A nucleus of England players will soon be contracted to the English Cricket Board rather than their counties - if MacLaurin gets the agreement of the 18 counties when the First Class Forum meets on 23 August. The elite squad will be smaller, however, than the 26 contracted to the Australian Cricket Board. "My view is that we need to protect people like Darren Gough," he says.

What he would like to concentrate on is remodelling the management of English cricket. "In business terms, the management of the game is badly flawed." Presently, the ECB's management board must consult all 18 counties before dotting i's and crossing t's. "What I hope we will do before my time ends in 18 months is to have a management board which is charged with running the game." He envisages a board of 16 in which a number of county chairmen or chief executives are elected on a rotational basis, like the board of a plc.

There is a low buzz on the county circuit that the ECB would like to reduce the number of counties. MacLaurin shies away from it. "If you were to start from scratch now, you'd have 12 first-class counties. I think at the end of the day those discussions will take place, but it would be ridiculous to start talking about it now. For the moment, it's absolutely sacrosanct that 18 counties are there, and for the present there will be no talk about counties amalgamating." The message is clear, but count the number of qualifications.

Lord MacLaurin and the ECB have been taking heavy flak recently: the criticism is that the ECB is overmanned, bureaucratic, too business-like, not business-like enough. It does not cause him to regret taking the job, though he clearly does not like reading the criticism: "If you mark us out of 100, you would give us about 60, which shows there is a hell of a way to go.

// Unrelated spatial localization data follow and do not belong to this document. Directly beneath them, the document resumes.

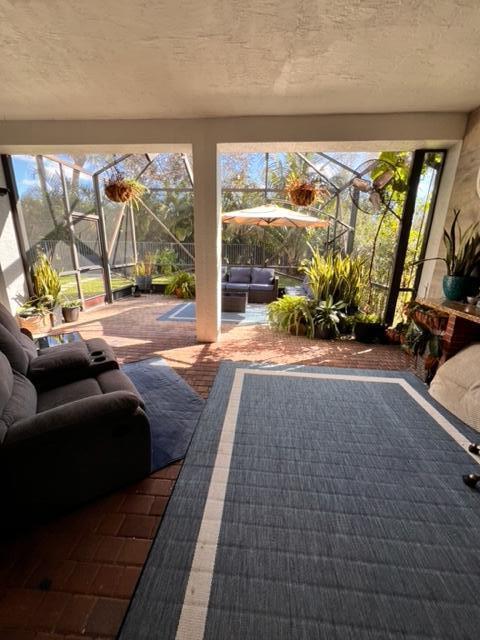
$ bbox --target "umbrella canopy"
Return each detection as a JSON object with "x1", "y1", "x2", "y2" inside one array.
[{"x1": 222, "y1": 204, "x2": 329, "y2": 228}]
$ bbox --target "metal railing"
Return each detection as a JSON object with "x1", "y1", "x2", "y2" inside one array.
[{"x1": 35, "y1": 240, "x2": 305, "y2": 273}]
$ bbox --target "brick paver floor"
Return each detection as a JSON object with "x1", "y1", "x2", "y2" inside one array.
[{"x1": 0, "y1": 295, "x2": 409, "y2": 639}]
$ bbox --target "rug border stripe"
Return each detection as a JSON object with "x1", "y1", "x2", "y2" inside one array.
[{"x1": 175, "y1": 369, "x2": 480, "y2": 640}]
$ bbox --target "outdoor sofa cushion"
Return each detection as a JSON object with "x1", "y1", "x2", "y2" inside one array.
[
  {"x1": 225, "y1": 283, "x2": 250, "y2": 292},
  {"x1": 429, "y1": 343, "x2": 480, "y2": 432},
  {"x1": 251, "y1": 267, "x2": 274, "y2": 285},
  {"x1": 229, "y1": 267, "x2": 251, "y2": 284},
  {"x1": 249, "y1": 283, "x2": 274, "y2": 291}
]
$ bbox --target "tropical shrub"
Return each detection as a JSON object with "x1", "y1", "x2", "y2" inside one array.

Everyone focuses on the national side, and, at the end of the day, we'll be judged by its success. That's fair enough, but we've got more youngsters playing cricket than ever before. We're weaning kids from Kwik cricket to the hard-ball game. We've got six centres of excellence, and club cricket has done well. People shouldn't run away with the idea that everything's absolutely bloody awful. It's not all gloom and doom."